Update 3.30pm: It was revealed today that Unite has amassed a €40 million strike fund to support members during industrial disputes.

The news comes as workers in Bus Éireann are on a fifth day of industrial action in protest at the unilateral imposition of a cuts package.

"As our members spend another day on the picket lines, they need to know that they have the full support of 1.4 million Unite members across Britain and Ireland,"said Unite general secretary Len McCluskey.

"Over a number of years, Unite has amassed a €40 million strike fund to support members during industrial disputes. I am sending a clear message to employers: when our members are in dispute, they not only have right on their side – they also have financial might on their side.

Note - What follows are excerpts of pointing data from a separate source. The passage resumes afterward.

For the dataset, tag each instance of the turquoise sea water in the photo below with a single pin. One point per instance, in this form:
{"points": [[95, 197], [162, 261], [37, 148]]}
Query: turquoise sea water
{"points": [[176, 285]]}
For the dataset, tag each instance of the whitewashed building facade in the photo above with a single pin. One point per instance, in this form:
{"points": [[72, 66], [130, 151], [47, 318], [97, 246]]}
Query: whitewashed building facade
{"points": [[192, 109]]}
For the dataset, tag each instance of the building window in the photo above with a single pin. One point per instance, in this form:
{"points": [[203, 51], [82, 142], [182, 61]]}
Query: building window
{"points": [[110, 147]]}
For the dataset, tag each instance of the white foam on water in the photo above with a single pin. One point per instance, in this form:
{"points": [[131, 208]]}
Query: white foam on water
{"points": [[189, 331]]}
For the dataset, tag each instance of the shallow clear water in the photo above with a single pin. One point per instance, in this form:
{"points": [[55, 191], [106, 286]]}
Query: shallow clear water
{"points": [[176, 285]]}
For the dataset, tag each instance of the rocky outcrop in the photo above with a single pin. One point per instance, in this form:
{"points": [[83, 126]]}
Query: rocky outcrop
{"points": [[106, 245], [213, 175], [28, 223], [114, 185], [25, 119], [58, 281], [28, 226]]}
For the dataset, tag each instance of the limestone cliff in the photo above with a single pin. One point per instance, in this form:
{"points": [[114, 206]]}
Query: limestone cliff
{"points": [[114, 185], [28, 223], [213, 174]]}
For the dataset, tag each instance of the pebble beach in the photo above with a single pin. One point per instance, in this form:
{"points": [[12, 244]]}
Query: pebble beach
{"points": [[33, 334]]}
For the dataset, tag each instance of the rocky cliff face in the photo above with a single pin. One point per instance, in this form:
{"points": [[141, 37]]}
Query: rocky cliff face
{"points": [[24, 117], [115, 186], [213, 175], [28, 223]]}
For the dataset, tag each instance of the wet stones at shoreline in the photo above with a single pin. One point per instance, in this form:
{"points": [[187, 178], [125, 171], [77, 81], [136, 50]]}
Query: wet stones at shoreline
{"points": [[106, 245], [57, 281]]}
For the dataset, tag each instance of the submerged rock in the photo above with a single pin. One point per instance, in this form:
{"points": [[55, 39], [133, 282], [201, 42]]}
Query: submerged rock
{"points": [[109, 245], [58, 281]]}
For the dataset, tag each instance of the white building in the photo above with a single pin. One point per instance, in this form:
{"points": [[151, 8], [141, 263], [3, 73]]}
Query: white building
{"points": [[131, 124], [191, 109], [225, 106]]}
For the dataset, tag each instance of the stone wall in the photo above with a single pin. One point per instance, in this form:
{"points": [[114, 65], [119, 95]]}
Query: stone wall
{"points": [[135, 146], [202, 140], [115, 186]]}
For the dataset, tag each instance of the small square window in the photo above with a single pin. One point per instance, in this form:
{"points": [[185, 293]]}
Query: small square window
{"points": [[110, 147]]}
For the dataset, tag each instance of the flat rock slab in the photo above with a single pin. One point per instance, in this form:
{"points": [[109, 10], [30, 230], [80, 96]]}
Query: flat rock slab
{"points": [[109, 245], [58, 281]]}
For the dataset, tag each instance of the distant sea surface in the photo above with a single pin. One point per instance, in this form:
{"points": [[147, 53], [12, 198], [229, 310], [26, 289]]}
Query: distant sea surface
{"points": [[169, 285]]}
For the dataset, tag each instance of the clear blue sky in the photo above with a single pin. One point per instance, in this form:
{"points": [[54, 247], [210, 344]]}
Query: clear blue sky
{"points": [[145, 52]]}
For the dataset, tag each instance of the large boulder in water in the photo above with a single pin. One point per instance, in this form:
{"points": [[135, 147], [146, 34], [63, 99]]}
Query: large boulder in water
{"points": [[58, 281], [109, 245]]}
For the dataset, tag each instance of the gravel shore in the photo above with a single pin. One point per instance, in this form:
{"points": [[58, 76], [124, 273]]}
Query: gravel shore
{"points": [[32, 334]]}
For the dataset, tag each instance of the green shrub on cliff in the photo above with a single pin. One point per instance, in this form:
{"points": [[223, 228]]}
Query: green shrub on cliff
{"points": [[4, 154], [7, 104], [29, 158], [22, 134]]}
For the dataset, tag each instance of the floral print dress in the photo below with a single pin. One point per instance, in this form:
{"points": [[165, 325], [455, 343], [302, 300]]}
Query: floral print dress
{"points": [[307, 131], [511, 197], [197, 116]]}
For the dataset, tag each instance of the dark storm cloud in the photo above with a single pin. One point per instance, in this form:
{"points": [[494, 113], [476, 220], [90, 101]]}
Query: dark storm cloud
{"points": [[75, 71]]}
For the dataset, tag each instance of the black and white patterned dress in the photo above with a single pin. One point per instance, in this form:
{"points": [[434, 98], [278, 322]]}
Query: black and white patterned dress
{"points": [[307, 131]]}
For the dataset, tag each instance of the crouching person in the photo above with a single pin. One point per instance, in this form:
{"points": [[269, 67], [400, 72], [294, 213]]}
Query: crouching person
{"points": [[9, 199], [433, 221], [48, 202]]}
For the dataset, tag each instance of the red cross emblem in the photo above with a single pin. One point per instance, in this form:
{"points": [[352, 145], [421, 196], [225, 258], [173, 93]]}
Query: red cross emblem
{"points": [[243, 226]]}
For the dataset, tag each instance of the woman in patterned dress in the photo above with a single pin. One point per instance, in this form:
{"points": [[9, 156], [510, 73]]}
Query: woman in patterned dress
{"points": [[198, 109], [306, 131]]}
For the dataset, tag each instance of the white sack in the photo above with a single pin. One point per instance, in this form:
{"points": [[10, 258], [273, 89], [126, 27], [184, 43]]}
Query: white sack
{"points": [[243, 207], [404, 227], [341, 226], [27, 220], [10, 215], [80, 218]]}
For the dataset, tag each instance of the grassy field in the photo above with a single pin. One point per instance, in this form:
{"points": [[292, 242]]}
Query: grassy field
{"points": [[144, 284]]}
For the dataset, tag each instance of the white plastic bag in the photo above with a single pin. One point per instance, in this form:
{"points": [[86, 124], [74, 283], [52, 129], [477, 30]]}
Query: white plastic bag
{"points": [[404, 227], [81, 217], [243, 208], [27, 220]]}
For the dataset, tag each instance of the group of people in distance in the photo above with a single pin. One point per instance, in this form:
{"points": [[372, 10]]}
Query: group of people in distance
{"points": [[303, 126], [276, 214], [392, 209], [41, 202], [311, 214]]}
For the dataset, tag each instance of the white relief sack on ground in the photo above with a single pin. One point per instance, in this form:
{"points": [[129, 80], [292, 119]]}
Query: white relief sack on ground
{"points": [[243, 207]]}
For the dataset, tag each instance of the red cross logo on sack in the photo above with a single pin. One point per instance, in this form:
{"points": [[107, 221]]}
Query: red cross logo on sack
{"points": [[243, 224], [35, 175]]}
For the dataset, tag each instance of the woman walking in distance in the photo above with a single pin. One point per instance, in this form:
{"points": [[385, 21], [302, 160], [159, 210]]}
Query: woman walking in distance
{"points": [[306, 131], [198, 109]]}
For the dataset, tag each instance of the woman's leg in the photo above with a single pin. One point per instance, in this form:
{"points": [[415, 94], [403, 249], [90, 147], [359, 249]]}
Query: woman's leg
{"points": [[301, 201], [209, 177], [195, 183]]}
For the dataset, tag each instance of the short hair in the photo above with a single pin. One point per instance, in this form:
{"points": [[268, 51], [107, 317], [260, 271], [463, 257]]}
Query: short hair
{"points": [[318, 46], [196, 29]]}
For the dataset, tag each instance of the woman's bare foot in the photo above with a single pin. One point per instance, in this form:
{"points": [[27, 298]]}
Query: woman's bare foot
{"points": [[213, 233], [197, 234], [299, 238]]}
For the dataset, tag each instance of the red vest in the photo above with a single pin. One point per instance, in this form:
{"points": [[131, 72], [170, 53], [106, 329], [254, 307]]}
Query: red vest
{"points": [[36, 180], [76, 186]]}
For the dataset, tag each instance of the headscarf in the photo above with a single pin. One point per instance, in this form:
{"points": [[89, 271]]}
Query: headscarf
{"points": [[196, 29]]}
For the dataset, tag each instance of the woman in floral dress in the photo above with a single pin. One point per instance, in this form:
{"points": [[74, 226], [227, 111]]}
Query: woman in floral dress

"I hope that the Irish Government will see sense, start treating Bus Éireann as the vital strategic asset it is, and invest in its services accordingly. But our members will not be bullied to the table by threats.

"They are fighting not only for their own futures, but for the right of communities throughout Ireland to a decent public transport system that provides a quality service and quality jobs. They have my full support in that battle - and the backing of a €40 million strike fund."

Update 1.30pm: Irish Rail has said they will not be affected by strike action tomorrow.

Earlier we reported that all three transport bodies, Irish Rail, Bus Eireann and Dublin Bus will be taking part in a group demonstration outside Leinster House.

However, Irish Rail has contacted our publication via Twitter to confirm there will be no disruption to their services tomorrow.

Update: 1pm: The head of the National Bus and Rail Union says he may not be able to stop his members at Irish Rail and Dublin Bus from going on a 'wild cat' strike.

Bus Éireann workers are into day five of an all-out, indefinite strike.

SIPTU is to ballot its members in Irish Rail and Dublin Bus, following a threat yesterday by Bus Éireann that compulsory redundancies may be unavoidable.

But Dermot O'Leary from the NBRU won't be balloting his members on legal advice.

And he says the longer the strike continues, the more likely it is that others in the sector will join the picket lines: "My members in Irish Rail and Dublin Bus are extremely angry that we have now gone into five days.

"I'm trying to hold the line with those members, now five days, six days, seven days, I don’t know how long I will be able to hold that.

"But it would be remiss of me not to explain to the public, at least, and the politicians that are listening to this, that I won't be able to hold that line forever.

"There is a moral obligation on me here, and I will come under pressure from that moral obligation alone."

Latest 12pm: Siptu has confirmed it is legal for staff in Irish Rail and Dublin Bus to go on sympathy strike with Bus Éireann staff.

All three CIE firms will be disrupted tomorrow as workers join a group demonstration outside Leinster House.

Protests could become more permanent as union colleagues across the industry are balloted on the possibility of properly joining the dispute and cancelling services.

Siptu's Willie Noone says all transport workers have a right to take part.

We wouldn't have gone down this road with it.

We're getting an unusual reaction to an unusual situation," said Noone.

"They're not willing to stand by and let Bus Éireann just be sold off to the lowest bidder."

Update: 9.22am: Siptu has warned there is a level of anger in the transport sector that has not been seen in decades.

The trade union says Irish Rail and Dublin Bus workers are demanding to show their support for their Bus Eireann colleagues whose strike has entered its fifth day.

Staff from all three CIE firms will join together for a demonstration outside Leinster House tomorrow while the Transport Minister discusses the issue inside.

Siptu's Willie Noone says it reflects a feeling of solidarity among workers.

Earlier: The Bus Eireann strike has entered its fifth day, amid fears it could spread to Dublin Bus and Irish Rail.

Bus Eireann management is suggesting it may be forced to make compulsory redundancies if unions do not agree to cost cutting measures.

The NBRU says "all bets are off" if the company tries to axe jobs in the troubled company.

SIPTU is balloting its members at Dublin Bus and Irish Rail on taking industrial action in support of Bus Eireann workers.

Dermot O'Leary of the NBRU says he is also exploring that option: "If I'm honest, I'm unsure of the legalities around such a ballot in the first place.

"I am seeking legal advice at the moment from our legal people to see if we are able to even do that."